In the two years since returning to Squamish, she has experienced and accomplished more than in her entire previous life. Living in a tent for 7 months; traveling from coast to coast on her own, kayaking in every province both oceans, all five great lakes, and numerous rivers, camping in lonely campsites and meeting amazing strangers; Paddling the Johnstone Strait with Killer whales, sea lions, and numerous other marine wildlife; partnering up to be the World first to take a tandem sea kayak down the Grand Canyon; Paddling the Noatak river in Alaska; Summiting mountains in the Yukon; hiking notorious routes with pack rafts for alpine lake and river crossings; pack rafting class 3-5 rivers and this past year becoming the First Canadian to paddle a route across America; publications for her images and her writing including magazines such as Sidetracked Magazine, Canadian Geographic,Canoe Kayak magazine, Paddling Magazine, Canadian Women’s Foundation, Explore Magazine; interviews with The Winnipeg Free press, The Squamish Chief, CBC Radio, and Mountain FM (to name a few). Having been a keep speaker sharing motivation and passion for Ocean River sports, Arc'teryx, and University of Manitoba Ecology department, again to name a few. She has worked with and has sponsors with the top brands; MEC, Cabela's Canada, MSR, Jetboil, Osprey, Good-to-go foods, VSSL, Canon USA, and much more.
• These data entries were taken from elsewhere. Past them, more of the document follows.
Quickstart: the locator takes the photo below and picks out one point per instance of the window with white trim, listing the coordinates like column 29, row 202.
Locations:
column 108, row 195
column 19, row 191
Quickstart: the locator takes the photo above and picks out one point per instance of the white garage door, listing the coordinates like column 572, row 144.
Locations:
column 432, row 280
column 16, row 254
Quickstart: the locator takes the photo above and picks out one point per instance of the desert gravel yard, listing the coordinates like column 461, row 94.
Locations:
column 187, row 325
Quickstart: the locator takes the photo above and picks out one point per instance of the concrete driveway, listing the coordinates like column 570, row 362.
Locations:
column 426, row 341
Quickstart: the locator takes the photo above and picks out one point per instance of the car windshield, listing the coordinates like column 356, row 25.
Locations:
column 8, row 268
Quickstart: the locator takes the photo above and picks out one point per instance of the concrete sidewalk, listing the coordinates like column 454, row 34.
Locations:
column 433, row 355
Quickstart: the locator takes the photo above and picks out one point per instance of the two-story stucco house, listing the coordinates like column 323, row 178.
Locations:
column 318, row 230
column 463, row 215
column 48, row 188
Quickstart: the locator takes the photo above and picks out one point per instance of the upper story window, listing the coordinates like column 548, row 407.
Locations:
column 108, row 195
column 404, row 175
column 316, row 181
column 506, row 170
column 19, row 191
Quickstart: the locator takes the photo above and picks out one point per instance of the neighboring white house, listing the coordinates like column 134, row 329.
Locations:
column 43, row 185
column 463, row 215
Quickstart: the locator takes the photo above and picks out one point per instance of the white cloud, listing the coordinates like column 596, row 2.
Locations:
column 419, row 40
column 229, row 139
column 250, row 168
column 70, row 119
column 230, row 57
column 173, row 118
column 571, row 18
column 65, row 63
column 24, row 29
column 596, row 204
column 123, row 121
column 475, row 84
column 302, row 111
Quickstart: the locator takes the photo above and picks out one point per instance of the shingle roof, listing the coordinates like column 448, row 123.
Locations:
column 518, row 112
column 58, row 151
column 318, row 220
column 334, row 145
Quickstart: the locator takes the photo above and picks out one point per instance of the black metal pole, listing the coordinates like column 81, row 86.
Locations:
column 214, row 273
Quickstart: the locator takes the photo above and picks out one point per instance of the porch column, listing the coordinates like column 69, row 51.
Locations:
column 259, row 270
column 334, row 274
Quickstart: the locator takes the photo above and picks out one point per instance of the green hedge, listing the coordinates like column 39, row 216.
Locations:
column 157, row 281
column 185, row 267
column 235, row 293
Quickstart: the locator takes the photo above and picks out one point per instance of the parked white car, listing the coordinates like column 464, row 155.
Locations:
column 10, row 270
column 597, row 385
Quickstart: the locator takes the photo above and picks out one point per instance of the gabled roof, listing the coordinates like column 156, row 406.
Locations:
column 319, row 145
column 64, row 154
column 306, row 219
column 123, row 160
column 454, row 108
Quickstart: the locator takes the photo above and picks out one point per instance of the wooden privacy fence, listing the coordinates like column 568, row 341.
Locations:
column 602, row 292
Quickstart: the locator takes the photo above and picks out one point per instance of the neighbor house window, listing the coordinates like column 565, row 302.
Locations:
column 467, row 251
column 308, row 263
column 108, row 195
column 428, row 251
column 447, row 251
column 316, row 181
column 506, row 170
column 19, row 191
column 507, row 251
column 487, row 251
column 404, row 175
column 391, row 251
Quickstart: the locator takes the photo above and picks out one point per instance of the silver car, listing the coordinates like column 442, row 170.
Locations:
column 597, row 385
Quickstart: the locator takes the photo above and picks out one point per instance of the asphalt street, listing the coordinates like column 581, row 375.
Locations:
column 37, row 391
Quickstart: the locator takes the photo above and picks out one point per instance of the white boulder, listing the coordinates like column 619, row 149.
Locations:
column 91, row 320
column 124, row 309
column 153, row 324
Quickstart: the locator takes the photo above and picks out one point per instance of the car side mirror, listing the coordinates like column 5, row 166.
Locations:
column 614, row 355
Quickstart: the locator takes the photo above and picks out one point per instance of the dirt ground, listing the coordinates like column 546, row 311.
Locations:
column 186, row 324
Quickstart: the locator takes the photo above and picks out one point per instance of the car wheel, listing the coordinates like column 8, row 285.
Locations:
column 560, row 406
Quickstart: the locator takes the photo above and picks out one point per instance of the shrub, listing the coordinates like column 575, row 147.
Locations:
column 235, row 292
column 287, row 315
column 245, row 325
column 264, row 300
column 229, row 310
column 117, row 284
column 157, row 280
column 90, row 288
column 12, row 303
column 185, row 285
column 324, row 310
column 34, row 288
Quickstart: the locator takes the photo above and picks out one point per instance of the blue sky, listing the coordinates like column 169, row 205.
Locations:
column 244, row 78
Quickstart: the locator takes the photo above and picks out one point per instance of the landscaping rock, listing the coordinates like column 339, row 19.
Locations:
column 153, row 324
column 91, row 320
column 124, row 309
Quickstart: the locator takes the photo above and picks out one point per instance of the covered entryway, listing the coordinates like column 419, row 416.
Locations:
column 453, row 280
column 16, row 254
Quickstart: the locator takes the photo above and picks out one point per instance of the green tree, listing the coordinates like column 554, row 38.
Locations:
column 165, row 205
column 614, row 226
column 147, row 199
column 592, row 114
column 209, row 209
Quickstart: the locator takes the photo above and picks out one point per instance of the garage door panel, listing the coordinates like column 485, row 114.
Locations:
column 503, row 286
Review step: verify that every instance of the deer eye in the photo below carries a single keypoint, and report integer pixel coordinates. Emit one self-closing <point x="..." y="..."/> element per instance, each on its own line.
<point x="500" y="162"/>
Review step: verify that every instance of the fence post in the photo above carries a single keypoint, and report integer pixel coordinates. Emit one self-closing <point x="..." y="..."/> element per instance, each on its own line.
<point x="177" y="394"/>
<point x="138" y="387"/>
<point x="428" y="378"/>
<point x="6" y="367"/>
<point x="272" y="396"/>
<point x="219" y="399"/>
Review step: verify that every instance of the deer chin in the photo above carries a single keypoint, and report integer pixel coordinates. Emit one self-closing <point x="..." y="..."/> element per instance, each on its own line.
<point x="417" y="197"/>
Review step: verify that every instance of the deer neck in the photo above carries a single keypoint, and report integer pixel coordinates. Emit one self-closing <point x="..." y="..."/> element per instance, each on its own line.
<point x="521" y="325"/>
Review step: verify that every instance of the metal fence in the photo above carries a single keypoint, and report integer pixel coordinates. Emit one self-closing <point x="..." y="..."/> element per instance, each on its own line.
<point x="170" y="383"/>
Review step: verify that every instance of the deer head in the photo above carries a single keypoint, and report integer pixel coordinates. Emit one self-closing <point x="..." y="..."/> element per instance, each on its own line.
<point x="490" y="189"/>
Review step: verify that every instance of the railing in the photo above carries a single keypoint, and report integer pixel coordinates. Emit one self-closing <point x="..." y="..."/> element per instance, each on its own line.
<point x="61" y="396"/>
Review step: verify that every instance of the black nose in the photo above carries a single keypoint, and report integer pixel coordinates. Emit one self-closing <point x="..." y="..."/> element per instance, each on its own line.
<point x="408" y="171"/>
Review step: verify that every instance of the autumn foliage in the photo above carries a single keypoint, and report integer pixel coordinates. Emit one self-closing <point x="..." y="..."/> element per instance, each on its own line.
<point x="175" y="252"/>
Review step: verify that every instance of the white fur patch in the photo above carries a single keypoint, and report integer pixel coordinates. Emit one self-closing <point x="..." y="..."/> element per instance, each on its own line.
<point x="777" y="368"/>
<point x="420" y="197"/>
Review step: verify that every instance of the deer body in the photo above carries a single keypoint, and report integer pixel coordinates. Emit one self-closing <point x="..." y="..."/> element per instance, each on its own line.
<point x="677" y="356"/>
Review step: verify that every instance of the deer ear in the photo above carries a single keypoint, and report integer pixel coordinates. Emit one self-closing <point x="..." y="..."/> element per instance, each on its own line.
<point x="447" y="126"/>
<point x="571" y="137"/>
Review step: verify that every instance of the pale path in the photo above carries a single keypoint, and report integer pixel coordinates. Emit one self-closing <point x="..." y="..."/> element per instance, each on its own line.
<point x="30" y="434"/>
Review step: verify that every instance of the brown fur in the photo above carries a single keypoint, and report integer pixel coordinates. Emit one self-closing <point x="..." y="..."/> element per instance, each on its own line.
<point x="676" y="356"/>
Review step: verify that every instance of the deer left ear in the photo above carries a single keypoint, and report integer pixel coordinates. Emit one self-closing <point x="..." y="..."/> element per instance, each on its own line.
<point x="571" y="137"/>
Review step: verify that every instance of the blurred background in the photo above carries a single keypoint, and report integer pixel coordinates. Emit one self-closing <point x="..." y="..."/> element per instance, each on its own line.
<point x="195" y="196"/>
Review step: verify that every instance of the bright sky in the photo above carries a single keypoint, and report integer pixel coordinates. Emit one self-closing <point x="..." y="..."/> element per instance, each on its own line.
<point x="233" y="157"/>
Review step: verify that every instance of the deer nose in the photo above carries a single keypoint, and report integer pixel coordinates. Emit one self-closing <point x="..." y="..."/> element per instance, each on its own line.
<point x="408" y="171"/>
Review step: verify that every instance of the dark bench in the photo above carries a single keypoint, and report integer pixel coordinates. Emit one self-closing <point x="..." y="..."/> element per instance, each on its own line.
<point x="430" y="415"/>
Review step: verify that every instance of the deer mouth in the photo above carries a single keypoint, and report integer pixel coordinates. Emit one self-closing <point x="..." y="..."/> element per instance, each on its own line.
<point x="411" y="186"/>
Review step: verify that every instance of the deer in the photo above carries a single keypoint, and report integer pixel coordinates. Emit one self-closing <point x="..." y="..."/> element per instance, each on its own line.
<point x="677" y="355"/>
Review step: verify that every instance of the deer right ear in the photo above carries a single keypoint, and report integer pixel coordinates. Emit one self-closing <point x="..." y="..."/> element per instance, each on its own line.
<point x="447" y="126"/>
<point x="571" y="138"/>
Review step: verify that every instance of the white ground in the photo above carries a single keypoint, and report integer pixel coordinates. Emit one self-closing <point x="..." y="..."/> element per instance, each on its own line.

With her passion and determination only growing with each wild step she takes, the journey and goals for Jill are no-doubt going to push all boundaries to connect the outside world to hers.
"I was 15 when I sat atop the loose cliffs of mineral deposit and looked down upon the family of mountain goat, prancing and licking their way up the steep face. To then sit in amongst the flowering clovers and graze with the big horned sheep. The river winding below the looming mountains, the warm sun beamed ‘ore head and as we drove down along the wetlands I gazed in awe, “I will call this place home one day.” The Columbia River I could already feel flowing within me.
Some ten years later, I learned all I could on my new home. I wanted to connect with not just the land now, but who and what it was then. I could feel myself connecting with my inner child, pretending to be along side David Thompson as I ride my dogsled on the banks of the river in winter and paddle its currents in summer.
To paddle, to explore may be my means to get away, but it is truly my way of coming home. As I travel farther and farther away from the places I grew up, I find myself coming to understand how we got there. Connecting to the land, the wild, and the people along the way helps to connect me to who I am, where I am going, and where we have been. It is too appreciate, to learn to appreciate. To then return home with that new understanding, to now share and connect the rest of the world with the past, with the wild, with who we are now and with each, that inner childhood explorer."